- Born: August 22, 1921 Sanpete County, Utah, US
- Died: May 28, 2002 (aged 80) Los Angeles, California, US
- Allegiance: United States
- Branch: United States Army United States Air Force
- Service years: 1942–1973
- Rank: Brigadier general
- Unit: 5th Fighter Squadron 322d Strategic Reconnaissance Squadron
- Commands: 44th Strategic Missile Wing 821st Strategic Aerospace Division
- Conflicts: World War II Korean War
- Awards: Legion of Merit Distinguished Flying Cross Air Medal Air Force Commendation Medal

= Charles J. Adams (U.S. Air Force general) =

United States Air Force general

Charles J. Adams (August 22, 1921 – May 28, 2002) was a brigadier general in the United States Air Force.

==Early life and education==
Adams was born in Sanpete County, Utah, in 1921. He attended the University of Utah for three years before enlisting in the army in 1942, and completed his studies at the University of Nebraska at Omaha, where he received a bachelor's degree in 1957.

==Career==
Adams originally enlisted in the U.S. Army in 1942. He was commissioned an officer the following year. After receiving his commission, he served as a flying instructor at Walnut Ridge Army Airfield until 1944, when he was transferred to the 5th Fighter Squadron. During his time with the 5th, he served in the China Burma India Theater of World War II.

Following the war, Adams was assigned to Kelly Field, before joining the Ronne Antarctic Research Expedition. With the expedition, he would help to chart the Antarctic coastline. He would also transfer to the Air Force after its inception.

During the Korean War, Adams was assigned to the 322d Strategic Reconnaissance Squadron, piloting a North American B-45 Tornado. He returned with the squadron to the United States as a Boeing B-47 Stratojet commander and was later named deputy director of operations of the 91st Strategic Reconnaissance Wing.

In July 1955, he was assigned to Strategic Air Command at Offutt Air Force Base and in 1958, entered the field of missiles and helped to establish Vandenberg Air Force Base. At Vandenberg, Adams trained crews in the SM-65 Atlas.

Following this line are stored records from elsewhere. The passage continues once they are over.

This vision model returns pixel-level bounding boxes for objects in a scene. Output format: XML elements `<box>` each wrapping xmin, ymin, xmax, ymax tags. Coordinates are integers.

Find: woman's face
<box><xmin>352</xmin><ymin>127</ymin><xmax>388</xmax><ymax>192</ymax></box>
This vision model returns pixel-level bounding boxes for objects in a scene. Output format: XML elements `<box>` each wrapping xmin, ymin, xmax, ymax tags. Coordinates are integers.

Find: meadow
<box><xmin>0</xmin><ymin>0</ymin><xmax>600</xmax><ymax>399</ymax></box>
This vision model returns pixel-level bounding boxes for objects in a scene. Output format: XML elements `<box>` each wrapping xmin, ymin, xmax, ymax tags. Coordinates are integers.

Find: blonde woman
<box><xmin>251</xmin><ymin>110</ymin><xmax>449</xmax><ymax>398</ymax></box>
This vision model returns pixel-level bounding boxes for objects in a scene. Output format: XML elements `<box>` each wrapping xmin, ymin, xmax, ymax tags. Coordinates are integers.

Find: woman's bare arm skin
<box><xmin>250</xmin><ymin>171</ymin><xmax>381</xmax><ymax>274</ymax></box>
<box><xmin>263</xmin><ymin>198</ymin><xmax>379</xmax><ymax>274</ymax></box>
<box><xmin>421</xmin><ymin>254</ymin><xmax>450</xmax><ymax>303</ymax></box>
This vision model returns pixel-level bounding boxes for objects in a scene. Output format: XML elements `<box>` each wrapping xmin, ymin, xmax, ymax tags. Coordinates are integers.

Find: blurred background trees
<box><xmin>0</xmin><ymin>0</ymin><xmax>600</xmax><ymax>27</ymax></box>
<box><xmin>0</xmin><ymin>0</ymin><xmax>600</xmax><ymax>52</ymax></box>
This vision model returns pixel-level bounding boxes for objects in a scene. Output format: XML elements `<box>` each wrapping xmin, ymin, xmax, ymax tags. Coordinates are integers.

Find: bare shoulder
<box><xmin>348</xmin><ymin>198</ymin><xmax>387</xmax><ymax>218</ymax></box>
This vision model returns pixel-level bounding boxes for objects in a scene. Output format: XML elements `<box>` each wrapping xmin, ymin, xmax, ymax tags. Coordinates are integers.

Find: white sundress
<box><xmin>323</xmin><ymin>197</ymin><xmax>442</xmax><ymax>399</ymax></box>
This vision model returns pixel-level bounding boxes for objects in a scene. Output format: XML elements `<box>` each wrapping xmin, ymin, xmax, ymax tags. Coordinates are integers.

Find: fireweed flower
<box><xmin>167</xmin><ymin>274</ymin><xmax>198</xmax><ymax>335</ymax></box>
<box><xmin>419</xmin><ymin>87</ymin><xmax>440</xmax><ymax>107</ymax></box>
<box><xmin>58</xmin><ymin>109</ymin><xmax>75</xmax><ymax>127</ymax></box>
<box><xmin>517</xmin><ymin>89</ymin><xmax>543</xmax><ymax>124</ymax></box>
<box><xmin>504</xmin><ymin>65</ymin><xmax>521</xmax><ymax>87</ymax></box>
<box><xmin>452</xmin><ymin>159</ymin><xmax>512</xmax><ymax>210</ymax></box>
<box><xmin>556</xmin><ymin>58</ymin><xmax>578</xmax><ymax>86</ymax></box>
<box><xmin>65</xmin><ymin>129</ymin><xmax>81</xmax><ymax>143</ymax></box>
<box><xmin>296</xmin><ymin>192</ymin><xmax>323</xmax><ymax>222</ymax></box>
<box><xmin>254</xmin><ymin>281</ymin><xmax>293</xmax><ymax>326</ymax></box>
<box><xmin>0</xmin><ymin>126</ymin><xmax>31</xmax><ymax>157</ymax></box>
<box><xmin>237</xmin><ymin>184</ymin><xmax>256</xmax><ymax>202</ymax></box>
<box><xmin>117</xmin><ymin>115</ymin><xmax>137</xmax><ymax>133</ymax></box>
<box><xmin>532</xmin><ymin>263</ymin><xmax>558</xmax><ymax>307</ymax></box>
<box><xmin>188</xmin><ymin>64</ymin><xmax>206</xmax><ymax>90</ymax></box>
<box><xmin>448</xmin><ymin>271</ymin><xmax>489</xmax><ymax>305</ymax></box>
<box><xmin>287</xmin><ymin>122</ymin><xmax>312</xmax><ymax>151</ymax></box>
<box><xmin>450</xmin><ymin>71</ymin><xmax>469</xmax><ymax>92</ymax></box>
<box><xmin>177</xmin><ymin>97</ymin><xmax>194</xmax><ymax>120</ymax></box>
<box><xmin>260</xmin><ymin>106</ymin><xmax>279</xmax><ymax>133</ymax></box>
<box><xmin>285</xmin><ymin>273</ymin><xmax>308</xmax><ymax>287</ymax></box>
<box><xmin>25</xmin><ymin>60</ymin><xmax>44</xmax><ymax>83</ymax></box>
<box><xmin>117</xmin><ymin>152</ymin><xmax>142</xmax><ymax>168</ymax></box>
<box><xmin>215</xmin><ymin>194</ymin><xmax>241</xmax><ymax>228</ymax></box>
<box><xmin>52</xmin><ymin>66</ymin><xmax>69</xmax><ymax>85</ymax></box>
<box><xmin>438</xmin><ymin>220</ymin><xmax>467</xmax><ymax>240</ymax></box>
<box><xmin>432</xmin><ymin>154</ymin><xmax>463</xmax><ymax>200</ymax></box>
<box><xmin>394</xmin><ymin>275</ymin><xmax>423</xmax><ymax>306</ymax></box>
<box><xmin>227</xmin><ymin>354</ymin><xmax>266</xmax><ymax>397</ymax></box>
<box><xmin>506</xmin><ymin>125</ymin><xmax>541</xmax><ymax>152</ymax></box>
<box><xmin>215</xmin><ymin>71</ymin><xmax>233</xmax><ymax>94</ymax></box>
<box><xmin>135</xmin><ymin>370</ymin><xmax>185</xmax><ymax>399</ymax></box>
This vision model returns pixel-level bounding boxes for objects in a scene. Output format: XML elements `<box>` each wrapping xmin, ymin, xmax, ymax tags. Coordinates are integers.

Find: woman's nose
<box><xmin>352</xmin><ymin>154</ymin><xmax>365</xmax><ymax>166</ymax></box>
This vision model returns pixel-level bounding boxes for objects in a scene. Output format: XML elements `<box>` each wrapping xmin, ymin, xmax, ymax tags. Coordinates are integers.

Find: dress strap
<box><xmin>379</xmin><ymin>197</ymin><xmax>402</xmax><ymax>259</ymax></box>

From 1962 to 1967, Adams was assigned to The Pentagon, including serving for a time as chief, Strategic Division, Directorate of Studies and Analysis in the Office of the Deputy Chief of Staff of the Air Force. He later assumed command of the 44th Strategic Missile Wing and the 821st Strategic Aerospace Division before returning to The Pentagon in 1971, at which time he was named deputy director for strategic forces in the Office of the Deputy Chief of Staff.

Awards he received include the Legion of Merit, the Distinguished Flying Cross, the Air Medal, the Air Force Commendation Medal, the Distinguished Unit Citation and the Republic of Korea Presidential Unit Citation.

== Retirement and death ==
Adams' retirement was effective as of February 1, 1973.

He died on May 28, 2002, in Los Angeles, California.